Published March 10, 2026

Storybook stories need images that are stable, branded, and sized exactly right for each component. Random URLs or dynamic content introduce flakiness into visual tests and make it harder to review designs. Deterministic placeholder images solve this by giving every story a consistent, labeled asset that never changes between runs.

Why placeholder images matter in Storybook

Component stories work best when every prop has a predictable value. Image sources are no exception. When a story pulls from an external CDN or a random generator, screenshots differ between builds — Chromatic flags them as changes even though the UI itself hasn't moved.

Deterministic placeholder images break this cycle. You generate a pack once, commit it to your repository, and every story references the same file path. Chromatic sees identical pixels in every baseline run, so only genuine component changes produce diffs.

Sizing placeholders to match your component variants

Each component variant typically expects a specific aspect ratio. A card thumbnail might be 16:9 at 320 px wide, while a hero banner fills 1600×900. Getting the sizes right prevents layout shifts in your story canvas and avoids accidental overflow or empty space.

PlacePack accepts a freeform list of dimensions so you can describe every variant in one session. Enter sizes like `320x180`, `800x450`, and `1600x900` for a responsive image component, then download the whole pack as a ZIP.

Adding labels to communicate component context

Unlabeled grey rectangles are hard to interpret in a component library. A placeholder labeled `Card / Thumbnail / 16:9` or `Hero / Dark / 1600×900` tells the next developer exactly what role the image plays without opening the story source.

The PlacePack text template supports `{w}`, `{h}`, `{label}`, and `{ratio}` tokens. Set a template like `{label} {w}×{h}` and add an alias per row — the resulting images carry meaningful names in both the preview and the downloaded filenames.

Color-coding states with per-item overrides

Storybook stories often cover multiple UI states: default, hover, loading, error, and success. Using the same grey square for all of them makes it easy to mix them up during review.

Add a background color override per size entry to distinguish states at a glance. For example, use slate for the default state, amber for a warning card, and red for an error scenario. The color is embedded in each image file, so your story docs and the exported ZIP both reflect the state hierarchy.

This is especially useful when building design-system token documentation — each token gets its own color swatch baked into the placeholder.

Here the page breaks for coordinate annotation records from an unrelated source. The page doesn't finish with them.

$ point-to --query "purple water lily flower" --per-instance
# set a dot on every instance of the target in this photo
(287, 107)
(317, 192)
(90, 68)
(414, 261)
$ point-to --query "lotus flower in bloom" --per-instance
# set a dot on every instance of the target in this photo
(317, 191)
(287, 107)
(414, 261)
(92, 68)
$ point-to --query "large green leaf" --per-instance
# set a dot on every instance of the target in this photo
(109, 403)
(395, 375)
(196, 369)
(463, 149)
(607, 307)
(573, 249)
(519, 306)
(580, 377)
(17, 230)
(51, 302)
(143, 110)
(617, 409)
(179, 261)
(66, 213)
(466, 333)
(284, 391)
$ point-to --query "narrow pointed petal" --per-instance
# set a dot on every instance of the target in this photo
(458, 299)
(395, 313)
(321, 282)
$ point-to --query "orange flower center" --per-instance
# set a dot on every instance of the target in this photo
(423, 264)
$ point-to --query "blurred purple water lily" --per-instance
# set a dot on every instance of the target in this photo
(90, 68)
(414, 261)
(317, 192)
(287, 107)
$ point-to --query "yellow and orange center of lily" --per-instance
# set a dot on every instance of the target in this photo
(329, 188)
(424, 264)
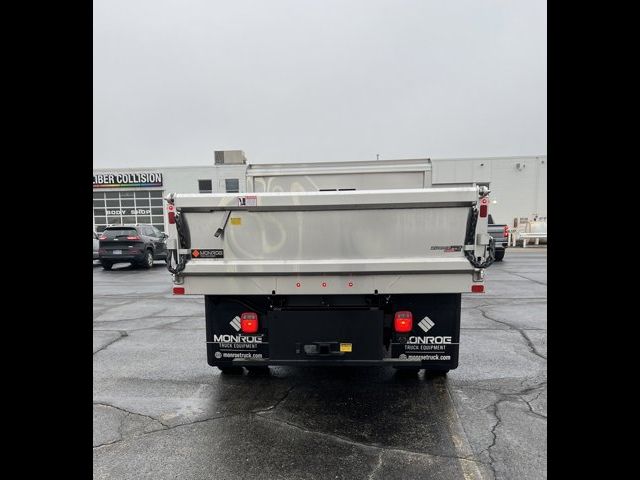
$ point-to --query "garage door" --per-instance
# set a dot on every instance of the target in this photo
(131, 206)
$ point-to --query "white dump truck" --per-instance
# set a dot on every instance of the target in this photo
(337, 277)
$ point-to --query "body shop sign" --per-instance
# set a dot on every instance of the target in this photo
(122, 180)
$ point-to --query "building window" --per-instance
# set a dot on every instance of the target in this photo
(232, 185)
(205, 186)
(131, 206)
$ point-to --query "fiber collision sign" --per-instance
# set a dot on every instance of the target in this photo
(122, 180)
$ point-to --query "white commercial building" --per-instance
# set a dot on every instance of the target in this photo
(134, 195)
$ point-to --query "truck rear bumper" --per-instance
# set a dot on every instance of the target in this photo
(385, 362)
(337, 330)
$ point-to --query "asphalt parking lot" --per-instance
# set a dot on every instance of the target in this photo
(161, 412)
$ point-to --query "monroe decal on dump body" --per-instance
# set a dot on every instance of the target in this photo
(236, 339)
(414, 340)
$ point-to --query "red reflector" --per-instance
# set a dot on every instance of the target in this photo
(403, 322)
(249, 322)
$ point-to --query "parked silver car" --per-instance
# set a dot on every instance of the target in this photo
(96, 245)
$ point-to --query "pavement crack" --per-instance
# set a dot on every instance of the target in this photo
(128, 412)
(165, 428)
(367, 446)
(521, 331)
(122, 333)
(495, 426)
(275, 405)
(377, 466)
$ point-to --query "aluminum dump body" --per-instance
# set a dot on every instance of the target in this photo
(353, 242)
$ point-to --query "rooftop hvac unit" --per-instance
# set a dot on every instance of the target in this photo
(230, 157)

Committing placeholders to your repository

Once you have a ZIP, unzip it into a `__fixtures__/images/` directory at the root of your Storybook project. Reference the files with relative imports in your stories:

Keep the filenames stable — never rename them between builds. If you need to update a placeholder (for example, when a component's aspect ratio changes), regenerate only that size and replace the file. Chromatic will capture a new approved baseline for that story and leave the others untouched.

Example story import

import heroImg from "../../__fixtures__/images/hero_1600x900.png";

export const Default = {
  args: {
    src: heroImg,
    alt: "Hero / Default / 1600×900",
  },
};

Keeping the generator preset shareable

When the component library grows, you will revisit these sizes. Store the PlacePack share URL in your project README or a `docs/placeholders.md` file so any team member can reopen the exact configuration — same dimensions, same colors, same text template — without having to reconstruct it from scratch.

The share URL encodes every field in the hash, so it works even without a backend. Opening the link in PlacePack restores the full session instantly.

FAQ — Frequently asked questions

Can I use SVG placeholders in Storybook?
Yes. Download the SVG format from PlacePack and import it the same way as PNG. SVG files are smaller and scale perfectly to any density, which is useful for retina story canvases.
How do I update a placeholder when a component is resized?
Reopen the PlacePack share URL, change the affected dimensions, regenerate, and replace only the files that changed. Chromatic will ask for approval on those stories and leave the rest untouched.
What size limits apply?
PlacePack supports base dimensions up to 4000 px and retina multipliers up to @4x. That covers every Storybook viewport including ultrawide and high-DPI configurations.